En cuanto a que la literatura es redundante porque las ficciones operan ya en la vida y la realidad de cada persona, habría que preguntarnos igualmente qué tanto hay allí de novedad. La novela burguesa acompañó la irrupción de un momento cultural en que las identidades heredadas y colectivas parecían evaporarse, en que el individuo podía soñar con hacerse de una historia propia. Lo que vuelve singular la literatura francesa de la época es que, mientras los escritores rusos y alemanes seguían preocupados por la religión y la moral, y los ingleses defendían en el fondo las diferencias de clase, los novelistas franceses del XIX estaban interesados sobre todo en el éxito terrenal y lo hacían ver como un asunto de mera estrategia. La novela francesa decimonónica está llena de ascensos y fracasos, fortunas, ambiciones y cálculos, chismes, vanidad y glamour; incluso el amor es un asunto táctico. Tras la Revolución, fuera cierto o no, parecía que el mundo estaba al alcance de quien se arriesgara a tomarlo, y la novela era el manual de uso más explosivo.
Conceptos tan trillados como el quijotismo y el bovarismo ¿no son ya la prueba de que la literatura siempre ha estado en una comunicación íntima con las proyecciones de cada lector? ¿No estaba Alejandro Magno, que llevaba durante sus campañas una edición de lujo de la Ilíada en un cofrecillo, imitando a Aquiles? No hay que dar por sentado que las ficciones personales son más proliferantes que antes. En comparación con nuestro campo de posibilidad, dominado por corporaciones gigantescas, algoritmos y lógicas comerciales, el dandy clásico podía moldearse a sí mismo con una libertad que ya quisiéramos.
Lo que en realidad interesa a los partidarios de la posficción –ver los textos de David Childs y James Corby en The Cambridge Companion to the Essay o The Essay at the Limits– es dar cuenta de lo que se percibe como una obsolescencia de la novela frente a otros medios y prácticas. El punto es que la novela ha perdido el lugar central para la ficción, ahora ocupado por el cine, la televisión e incluso las redes sociales. Childs y Corby abogan entonces por nuevas escrituras, híbridas, ensayísticas, por experimentaciones en formatos distintos al libro, por objetos textuales liminares.

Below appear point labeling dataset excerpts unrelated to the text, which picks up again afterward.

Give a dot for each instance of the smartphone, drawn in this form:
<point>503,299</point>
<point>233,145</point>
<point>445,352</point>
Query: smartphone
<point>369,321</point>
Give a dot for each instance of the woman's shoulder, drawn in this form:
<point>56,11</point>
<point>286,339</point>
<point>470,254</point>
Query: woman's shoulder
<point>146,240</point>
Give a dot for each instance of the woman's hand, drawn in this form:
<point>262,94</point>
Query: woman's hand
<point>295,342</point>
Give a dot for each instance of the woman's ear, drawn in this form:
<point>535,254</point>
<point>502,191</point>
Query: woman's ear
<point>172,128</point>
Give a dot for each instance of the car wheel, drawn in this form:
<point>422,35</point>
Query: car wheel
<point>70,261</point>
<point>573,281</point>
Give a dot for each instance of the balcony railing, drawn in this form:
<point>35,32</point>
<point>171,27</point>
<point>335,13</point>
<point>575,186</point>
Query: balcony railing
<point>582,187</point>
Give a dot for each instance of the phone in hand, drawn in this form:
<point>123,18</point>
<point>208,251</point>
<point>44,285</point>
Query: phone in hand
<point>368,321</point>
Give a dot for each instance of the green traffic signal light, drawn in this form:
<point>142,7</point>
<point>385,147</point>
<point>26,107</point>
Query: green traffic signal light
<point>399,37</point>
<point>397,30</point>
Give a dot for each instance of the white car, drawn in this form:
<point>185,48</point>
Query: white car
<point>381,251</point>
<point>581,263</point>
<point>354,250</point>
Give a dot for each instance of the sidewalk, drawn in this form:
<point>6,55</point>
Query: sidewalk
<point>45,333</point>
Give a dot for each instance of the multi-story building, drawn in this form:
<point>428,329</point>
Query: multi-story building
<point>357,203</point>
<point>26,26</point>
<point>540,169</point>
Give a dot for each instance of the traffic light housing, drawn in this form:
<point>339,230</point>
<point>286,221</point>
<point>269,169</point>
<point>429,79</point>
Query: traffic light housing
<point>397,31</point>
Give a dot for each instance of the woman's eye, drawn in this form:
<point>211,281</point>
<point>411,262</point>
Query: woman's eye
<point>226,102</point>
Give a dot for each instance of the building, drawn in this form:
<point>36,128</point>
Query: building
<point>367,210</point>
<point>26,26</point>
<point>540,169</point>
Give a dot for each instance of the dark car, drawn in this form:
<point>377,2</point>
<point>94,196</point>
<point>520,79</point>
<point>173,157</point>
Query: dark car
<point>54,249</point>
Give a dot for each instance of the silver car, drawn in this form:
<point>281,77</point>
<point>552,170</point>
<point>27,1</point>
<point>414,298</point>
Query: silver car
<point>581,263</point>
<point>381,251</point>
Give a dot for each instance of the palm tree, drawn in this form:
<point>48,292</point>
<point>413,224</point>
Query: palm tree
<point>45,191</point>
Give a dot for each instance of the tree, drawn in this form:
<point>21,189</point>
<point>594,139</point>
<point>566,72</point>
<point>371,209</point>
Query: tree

Si bien se puede estar de acuerdo con lo anterior, quizá lo verdaderamente notable aquí es que los mismos debates y problemas se repiten cada tanto, pero se presentan siempre a sí mismos como si ocurrieran por primera vez. De hecho, la novela realista pura duró muy poco tiempo antes de ser desfigurada; ya a partir de Flaubert empezaban a aparecer las grietas. La historia de la novela es la historia de sus perturbaciones. El cine ha sido una amenaza para la literatura desde 1930, y respecto a crear objetos liminares que se entrelazan con la vida “real”, parece que estamos condenados a reiterar las mismas propuestas de las vanguardias pero sin una verdadera pulsión revolucionaria.
Esto no quiere decir que no existan o no sean un problema las novelas convencionales: todo lo contrario. Pero quizá poner la discusión en términos post delata una visión lineal, mecanicista, y en vez de anunciar catástrofes milenaristas podríamos encontrar fuerza y sentido –o por lo menos nuestra verdadera medida– en las corrientes de la historia que están de nuestro lado. Acerca de la novela del XIX, quizás hace falta deshacernos, de una vez por todas, de su modelo de representación, al mismo tiempo que recuperamos la frescura, el placer y el ácido que había en su sustancia. Hace unos días escuchaba a un grupo de publicistas confesar su incapacidad para leer y una persona dijo: “Es que me gustaría que la literatura no fuera tan aburrida”. Ahí estamos de acuerdo.